EL PAÍS, MADRID
- Presseurop – imagem Cécile
Bertrand
Envolvido no
escândalo do saco azul do seu partido, o primeiro-ministro escolheu falar o
menos possível. Essa maneira de ganhar tempo vai acabar e Mariano Rajoy terá de
se explicar perante o parlamento, tal como se faz nos outros países europeus,
escreve “El País”.
Mariano Rajoy
respondeu ontem [15 de julho] com um rotundo não ao pedido
de demissão apresentado 24 horas antes pela oposição. Mas não o fez em
sede parlamentar nem no âmbito de uma explicação pormenorizada sobre o caso
Bárcenas, mas sim no decorrer de uma conferência de imprensa com o primeiro-ministro
polaco e com uma declaração previamente preparada. O presidente do governo sabe
muito bem que o que ontem ouvimos não são as explicações que lhe são exigidas e
que, por isso, subsiste por inteiro a necessidade indesculpável de o fazer no
parlamento.
E isto acontece no
mesmo dia em que o ex-dirigente e ex-tesoureiro do PP confirmou
perante o juiz [Juan] Ruz a sua mudança de estratégia. Bárcenas, que
anteriormente negou a autoria dos documentos
de contabilidade publicados por este jornal a 31 de janeiro, passou agora
não só a reconhecê-los como seus como também a apresentá-los como o reflexo de
um sistema consolidado de bónus e de dinheiro não declarado que existia na sede
central do PP. Excluiu José María Aznar da lista de recetores, mas não poupou Rajoy
e María Dolores de Cospedal [secretária-geral do Partido Popular], a quem
atribuiu pagamentos de quantias concretas, apesar de também dizer que não
guardou os respetivos recibos. É verdade que entregou um documento sobre o
pagamento de €200 mil, em 2007, à então líder do PP em Toledo, supostamente a
troco de um contrato de limpeza, quando Cospedal era a presidente da região de
Castilla-La Mancha [eleita pelo PP]. A visada nega a acusação e considera tais
afirmações de Bárcenas como um cúmulo de “calúnias e mentiras”.
Um método inútil
A justiça tem de
prosseguir firmemente a sua investigação. Mas não se esgotam aí as explicações
que é necessário dar aos cidadãos. Depois da declaração de Bárcenas em
tribunal, as incógnitas multiplicam-se e deixam ainda mais no ar o grau de
comprometimento com o ex-tesoureiro do PP e as graves suspeitas sobre um
sistema de recebimentos de dinheiro e pagamentos irregulares dentro do partido.

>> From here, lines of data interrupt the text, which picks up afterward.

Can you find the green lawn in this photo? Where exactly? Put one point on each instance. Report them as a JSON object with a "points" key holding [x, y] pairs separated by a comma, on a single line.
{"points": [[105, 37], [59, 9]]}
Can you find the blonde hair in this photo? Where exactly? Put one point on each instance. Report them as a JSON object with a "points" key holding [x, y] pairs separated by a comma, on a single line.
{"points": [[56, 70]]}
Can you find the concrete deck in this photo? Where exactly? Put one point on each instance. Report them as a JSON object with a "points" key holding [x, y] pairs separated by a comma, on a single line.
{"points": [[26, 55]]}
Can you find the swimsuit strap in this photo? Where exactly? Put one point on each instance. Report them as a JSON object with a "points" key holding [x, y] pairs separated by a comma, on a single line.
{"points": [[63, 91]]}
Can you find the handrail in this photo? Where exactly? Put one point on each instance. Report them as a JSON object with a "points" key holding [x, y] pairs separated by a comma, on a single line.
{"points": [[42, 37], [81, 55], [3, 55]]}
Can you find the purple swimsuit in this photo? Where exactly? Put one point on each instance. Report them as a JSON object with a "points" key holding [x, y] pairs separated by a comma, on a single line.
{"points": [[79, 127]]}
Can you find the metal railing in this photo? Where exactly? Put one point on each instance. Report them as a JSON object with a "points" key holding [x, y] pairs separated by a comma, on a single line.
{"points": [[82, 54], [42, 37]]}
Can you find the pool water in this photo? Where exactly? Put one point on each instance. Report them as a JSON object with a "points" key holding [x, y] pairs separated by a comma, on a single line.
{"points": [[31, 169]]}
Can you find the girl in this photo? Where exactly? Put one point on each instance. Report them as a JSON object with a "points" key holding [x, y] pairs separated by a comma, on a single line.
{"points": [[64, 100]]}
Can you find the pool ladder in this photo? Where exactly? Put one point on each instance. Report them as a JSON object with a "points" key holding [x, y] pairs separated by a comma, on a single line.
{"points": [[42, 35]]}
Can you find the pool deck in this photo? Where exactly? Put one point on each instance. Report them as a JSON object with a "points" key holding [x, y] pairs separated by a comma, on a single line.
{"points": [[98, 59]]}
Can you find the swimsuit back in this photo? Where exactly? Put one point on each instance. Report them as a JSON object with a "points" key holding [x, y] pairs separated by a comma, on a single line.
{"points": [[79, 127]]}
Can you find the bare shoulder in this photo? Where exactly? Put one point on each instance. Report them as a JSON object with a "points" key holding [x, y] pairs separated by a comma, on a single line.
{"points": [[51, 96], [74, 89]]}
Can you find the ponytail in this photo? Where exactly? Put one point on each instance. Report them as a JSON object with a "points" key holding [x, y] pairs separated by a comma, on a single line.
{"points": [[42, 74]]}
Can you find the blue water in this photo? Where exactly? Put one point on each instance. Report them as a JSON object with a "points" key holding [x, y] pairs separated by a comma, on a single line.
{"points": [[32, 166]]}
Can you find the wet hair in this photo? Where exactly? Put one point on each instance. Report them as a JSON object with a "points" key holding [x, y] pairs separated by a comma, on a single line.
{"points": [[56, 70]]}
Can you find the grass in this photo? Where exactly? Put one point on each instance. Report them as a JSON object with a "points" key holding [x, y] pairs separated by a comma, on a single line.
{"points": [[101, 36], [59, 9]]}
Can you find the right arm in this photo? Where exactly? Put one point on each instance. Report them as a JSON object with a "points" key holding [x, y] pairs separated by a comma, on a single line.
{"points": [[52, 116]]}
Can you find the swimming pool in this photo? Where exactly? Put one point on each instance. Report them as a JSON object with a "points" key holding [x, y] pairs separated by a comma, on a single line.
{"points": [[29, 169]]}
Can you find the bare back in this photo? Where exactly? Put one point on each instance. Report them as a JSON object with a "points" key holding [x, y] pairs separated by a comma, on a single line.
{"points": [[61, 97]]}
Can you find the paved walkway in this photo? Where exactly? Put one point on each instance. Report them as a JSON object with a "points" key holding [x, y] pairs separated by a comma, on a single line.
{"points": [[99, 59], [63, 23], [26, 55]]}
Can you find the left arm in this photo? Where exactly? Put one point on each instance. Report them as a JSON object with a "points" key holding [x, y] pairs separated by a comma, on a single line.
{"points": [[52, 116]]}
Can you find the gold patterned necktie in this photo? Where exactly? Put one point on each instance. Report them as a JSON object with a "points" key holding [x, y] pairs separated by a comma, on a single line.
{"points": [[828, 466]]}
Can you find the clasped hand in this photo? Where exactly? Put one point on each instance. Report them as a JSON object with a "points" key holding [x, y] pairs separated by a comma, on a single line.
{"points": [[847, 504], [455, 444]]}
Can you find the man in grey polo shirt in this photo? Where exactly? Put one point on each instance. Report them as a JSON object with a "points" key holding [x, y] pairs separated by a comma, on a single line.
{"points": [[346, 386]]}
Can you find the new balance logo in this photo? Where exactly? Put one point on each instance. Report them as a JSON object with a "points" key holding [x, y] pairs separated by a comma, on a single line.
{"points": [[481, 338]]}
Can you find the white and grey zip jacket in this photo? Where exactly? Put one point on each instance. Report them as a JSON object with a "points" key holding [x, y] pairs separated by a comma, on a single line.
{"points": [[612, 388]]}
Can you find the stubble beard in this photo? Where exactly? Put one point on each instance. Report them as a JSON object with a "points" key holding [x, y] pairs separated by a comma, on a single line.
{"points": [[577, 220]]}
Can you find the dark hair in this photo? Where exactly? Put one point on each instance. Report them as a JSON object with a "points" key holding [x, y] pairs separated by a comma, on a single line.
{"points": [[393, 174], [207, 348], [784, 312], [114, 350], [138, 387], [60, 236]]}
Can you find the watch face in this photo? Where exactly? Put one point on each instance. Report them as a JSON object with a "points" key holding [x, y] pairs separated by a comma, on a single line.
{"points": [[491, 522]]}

Argumentar que não há conivência com Bárcenas porque está preso não é só um
disparate, é também um argumento perigoso na boca de dirigentes políticos,
porque sugere que o Poder Executivo pode decidir quem mete na prisão e quem não
mete.
Rajoy agarra-se ao
valor da estabilidade política e dá a entender que é a garantia do programa de
reformas posto em marcha pelo seu Executivo. É uma resposta que tenta levar o
debate para o terreno clássico da discussão entre Governo e oposição; mas não
se faz no parlamento, lugar natural de encontro entre a maioria e as minorias,
para além de ser sede da soberania. Rajoy faz bem em não discutir em público
com o seu ex-tesoureiro ou com as pessoas que lhe estão próximas, mas para que
isso seja aceitável para os cidadãos deve submeter-se aos canais parlamentares
semelhantes aos dos países à nossa volta.
O problema continua
a pôr-se nos mesmos termos em que estava antes da conferência de imprensa de
ontem, e a única vantagem provisória com que conta Rajoy é o desentendimento da
oposição no que diz respeito à estratégia a seguir. O chefe do Governo procura
instalar-se na ideia da resistência, ir ganhado semanas ou meses de vida
política com base no adiamento dos problemas. É um método inútil para responder
à gravidade das suspeitas que se levantam nos cidadãos.
Traduzido por Maria
João Vieira
CONTRAPONTO
Uma “chantagem” que
ameaça um país em crise
“Rajoy não cede à
chantagem de Bárcenas e dos seus cúmplices”, titula o jornal ABC. O diário
conservador denuncia uma campanha para derrubar o primeiro-ministro,
orquestrada com a cumplicidade de alguns jornais, entre os quais El Mundo,
outro diário conservador.
O ABC lembra que
o diretor de El Mundo, Pedro J. Ramírez, se encontrou com Bárcenas e o
ajudou a encontrar um novo advogado.
Mas, para além
desta polémica, o editorialista do ABC Ignacio Camacho sublinha que o problema para a
nação é que o cerco a Rajoy compromete a estabilidade institucional num momento
crítico. É impossível governar nestas condições. Se o Governo cair, haverá um
terramoto de implicações, geopolíticas inclusivamente. Num momento em que a Europa
sangra por causa da sua debilidade estrutural, a Espanha é o único país do Sul da União que
tem um Governo com maioria absoluta. As consequências de uma convulsão que
rebentasse com a legislatura seriam muito semelhantes a um desastre.